P. Raúl Hasbún
Latría es adoración,
culto religioso a una divinidad. Usado en propiedad, sólo debiera ser referido
a Dios, el Omnisciente, el Omnipotente, el Providente. La perversión de la
inteligencia (cuna y caldo de cultivo de toda otra perversión) ha ido
divinizando personas, objetos, ideas e instituciones que no son Dios, sino
ídolos, burdas imitaciones, grotescas falsificaciones. Lógica e históricamente,
el desenlace es el mismo: los ídolos defraudan y devoran a sus adoradores, no
sin antes someterlos a degradante esclavitud.
La fe bíblica
reivindicó tempranamente la exclusividad del Dios verdadero. A los adoradores
de Baal los retó y desenmascaró el profeta Elías, invocando a Yahwé para que
hiciera llover fuego del cielo sobre un altar inundado de agua.
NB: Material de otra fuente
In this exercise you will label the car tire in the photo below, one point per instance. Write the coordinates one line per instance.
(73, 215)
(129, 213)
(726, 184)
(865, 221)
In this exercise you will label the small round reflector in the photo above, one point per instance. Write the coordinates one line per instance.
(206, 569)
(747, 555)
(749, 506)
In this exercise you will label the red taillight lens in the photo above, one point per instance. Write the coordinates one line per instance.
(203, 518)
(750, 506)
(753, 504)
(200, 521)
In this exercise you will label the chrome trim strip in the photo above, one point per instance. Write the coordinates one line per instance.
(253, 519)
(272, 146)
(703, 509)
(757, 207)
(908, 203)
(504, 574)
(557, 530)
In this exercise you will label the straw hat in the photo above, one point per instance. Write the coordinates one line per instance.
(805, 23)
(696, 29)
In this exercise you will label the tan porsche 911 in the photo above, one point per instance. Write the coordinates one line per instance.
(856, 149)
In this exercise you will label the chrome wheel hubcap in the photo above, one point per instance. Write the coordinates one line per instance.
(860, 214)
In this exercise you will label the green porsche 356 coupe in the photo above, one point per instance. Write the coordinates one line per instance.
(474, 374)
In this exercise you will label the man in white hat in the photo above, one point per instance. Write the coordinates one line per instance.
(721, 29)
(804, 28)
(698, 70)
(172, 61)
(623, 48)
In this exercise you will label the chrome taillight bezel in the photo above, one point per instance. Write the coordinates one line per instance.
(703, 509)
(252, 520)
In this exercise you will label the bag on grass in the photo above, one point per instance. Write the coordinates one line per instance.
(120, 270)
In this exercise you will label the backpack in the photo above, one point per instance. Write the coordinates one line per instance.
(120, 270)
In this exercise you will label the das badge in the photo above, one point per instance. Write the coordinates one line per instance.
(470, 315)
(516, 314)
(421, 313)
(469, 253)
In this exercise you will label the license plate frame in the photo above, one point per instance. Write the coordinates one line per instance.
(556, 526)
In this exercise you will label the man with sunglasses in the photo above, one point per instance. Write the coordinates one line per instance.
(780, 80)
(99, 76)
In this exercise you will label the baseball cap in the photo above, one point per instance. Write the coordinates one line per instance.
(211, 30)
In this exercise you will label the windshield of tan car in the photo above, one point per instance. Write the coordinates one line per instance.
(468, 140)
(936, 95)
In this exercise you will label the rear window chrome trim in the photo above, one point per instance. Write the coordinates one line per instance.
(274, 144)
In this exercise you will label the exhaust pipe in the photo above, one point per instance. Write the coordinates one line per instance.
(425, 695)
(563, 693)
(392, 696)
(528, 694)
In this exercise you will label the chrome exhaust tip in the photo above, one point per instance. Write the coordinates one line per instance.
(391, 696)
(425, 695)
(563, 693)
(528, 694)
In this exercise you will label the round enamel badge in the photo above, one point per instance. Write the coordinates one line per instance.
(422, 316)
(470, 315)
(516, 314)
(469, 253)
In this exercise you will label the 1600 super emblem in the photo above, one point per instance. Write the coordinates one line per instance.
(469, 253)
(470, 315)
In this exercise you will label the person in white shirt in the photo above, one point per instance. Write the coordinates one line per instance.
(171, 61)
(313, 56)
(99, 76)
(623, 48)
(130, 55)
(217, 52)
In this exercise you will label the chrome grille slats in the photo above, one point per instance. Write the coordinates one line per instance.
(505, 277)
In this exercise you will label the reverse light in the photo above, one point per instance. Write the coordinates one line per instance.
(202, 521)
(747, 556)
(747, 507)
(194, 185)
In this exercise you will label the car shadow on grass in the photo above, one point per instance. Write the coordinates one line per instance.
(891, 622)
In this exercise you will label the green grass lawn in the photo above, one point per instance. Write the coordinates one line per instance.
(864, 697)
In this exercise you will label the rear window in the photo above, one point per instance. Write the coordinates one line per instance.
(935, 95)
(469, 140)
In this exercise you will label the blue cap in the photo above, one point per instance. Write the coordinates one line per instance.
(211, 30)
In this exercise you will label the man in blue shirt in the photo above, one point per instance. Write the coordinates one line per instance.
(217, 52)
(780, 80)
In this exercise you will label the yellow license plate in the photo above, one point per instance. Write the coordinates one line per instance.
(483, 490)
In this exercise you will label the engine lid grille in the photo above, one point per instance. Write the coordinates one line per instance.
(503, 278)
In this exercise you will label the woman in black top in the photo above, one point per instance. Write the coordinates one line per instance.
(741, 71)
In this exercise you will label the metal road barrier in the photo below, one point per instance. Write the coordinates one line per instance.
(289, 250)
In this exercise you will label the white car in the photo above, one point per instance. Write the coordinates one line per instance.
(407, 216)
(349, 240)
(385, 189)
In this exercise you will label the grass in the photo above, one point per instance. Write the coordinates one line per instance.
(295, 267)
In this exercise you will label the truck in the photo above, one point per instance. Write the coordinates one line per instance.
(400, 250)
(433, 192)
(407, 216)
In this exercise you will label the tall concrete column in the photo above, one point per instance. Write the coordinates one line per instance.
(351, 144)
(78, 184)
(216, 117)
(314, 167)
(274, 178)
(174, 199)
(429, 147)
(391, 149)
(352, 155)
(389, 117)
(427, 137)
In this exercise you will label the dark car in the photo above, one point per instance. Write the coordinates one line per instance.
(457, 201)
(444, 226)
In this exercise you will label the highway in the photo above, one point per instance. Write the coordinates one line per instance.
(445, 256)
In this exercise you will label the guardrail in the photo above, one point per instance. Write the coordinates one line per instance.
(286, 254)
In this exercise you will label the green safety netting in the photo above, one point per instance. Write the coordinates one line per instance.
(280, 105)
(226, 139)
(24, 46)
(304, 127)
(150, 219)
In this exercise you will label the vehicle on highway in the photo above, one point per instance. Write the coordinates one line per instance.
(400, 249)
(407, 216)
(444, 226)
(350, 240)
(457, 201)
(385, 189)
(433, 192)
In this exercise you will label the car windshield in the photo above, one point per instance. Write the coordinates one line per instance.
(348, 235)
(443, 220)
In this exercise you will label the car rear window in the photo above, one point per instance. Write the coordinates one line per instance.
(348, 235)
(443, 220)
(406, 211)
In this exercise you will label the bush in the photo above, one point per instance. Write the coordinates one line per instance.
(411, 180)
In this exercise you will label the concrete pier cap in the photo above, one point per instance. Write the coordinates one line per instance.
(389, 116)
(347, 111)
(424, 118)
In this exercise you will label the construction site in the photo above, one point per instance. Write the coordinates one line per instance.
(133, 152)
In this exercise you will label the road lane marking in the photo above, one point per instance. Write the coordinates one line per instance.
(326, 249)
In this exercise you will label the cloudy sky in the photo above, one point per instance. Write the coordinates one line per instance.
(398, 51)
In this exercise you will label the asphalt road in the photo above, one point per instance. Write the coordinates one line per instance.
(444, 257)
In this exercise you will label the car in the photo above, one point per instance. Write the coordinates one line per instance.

Más tarde
Jesús, enfrentado al dilema : obedecer al César o a Dios, sentenció
solemnemente que el César no es Dios, y que Dios honra la autoridad del César
en cuanto no contravenga el derecho divino.
Los últimos milenios
han visto surgir múltiples intentos de divinizar personas («mi Führer es mi
Dios», Oda a Stalin), objetos (dinero, poder, placer), ideas (la revolución,
con cualquier apellido; la libertad sin apellido); instituciones (monarquía,
democracia, parlamentos, cortes, ONU, FMI, OMS, ONGs).
La tendencia hoy
dominante es la divinización del Estado. Sabido es que la familia, núcleo
fundamental de la sociedad, es en sí todavía imperfecta y necesita una
organización, un conjunto de normas y entidades que la protejan e integren con
las demás familias, optimizando su capacidad productiva, cautelando su
patrimonio cultural y garantizando un modo pacífico de solucionar sus litigios.
Marx, en un rapto de
ingenuidad rayano en el desvarío intelectual, vaticinó que en la etapa final de
su revolución el Estado no sería necesario, porque las personas, redimidas del
pecado original del afán de lucro y propiedad privada, resolverían sus
conflictos con cívica espontaneidad. Los que piensan y hablan en serio
reconocen la necesidad y legitimidad del Estado con su poder normativo y
coercitivo; pero buscan modos de blindar a los ciudadanos contra la tentación
de atribuirse, quienes están en el poder, cualidades divinas de omnisciencia,
omnipotencia y omniprovidencia.
Hoy las leyes y
autoridades operan en virtud de una presunción de derecho: los ciudadanos no
saben lo que les conviene y no son capaces de ponerlo en obra. Basta que un
asunto explote mediáticamente para en seguida sentenciar: esto tiene que ser
regulado. ¿Cómo? Por ley, es decir por el Estado. Regular, fiscalizar,
penalizar: la potestad coercitiva del Estado minimiza y virtualmente anula la
confianza en la educación y libertad de las personas. Y el vértigo de
estatolatría va generando el irremisible colapso económico, ético, jurídico y
pedagógico de este pulpo de mil inútiles y asfixiantes tentáculos. Es hora de
recordar que el primer y mejor ministerio de educación, de economía, del
trabajo, de salud y de justicia es la familia.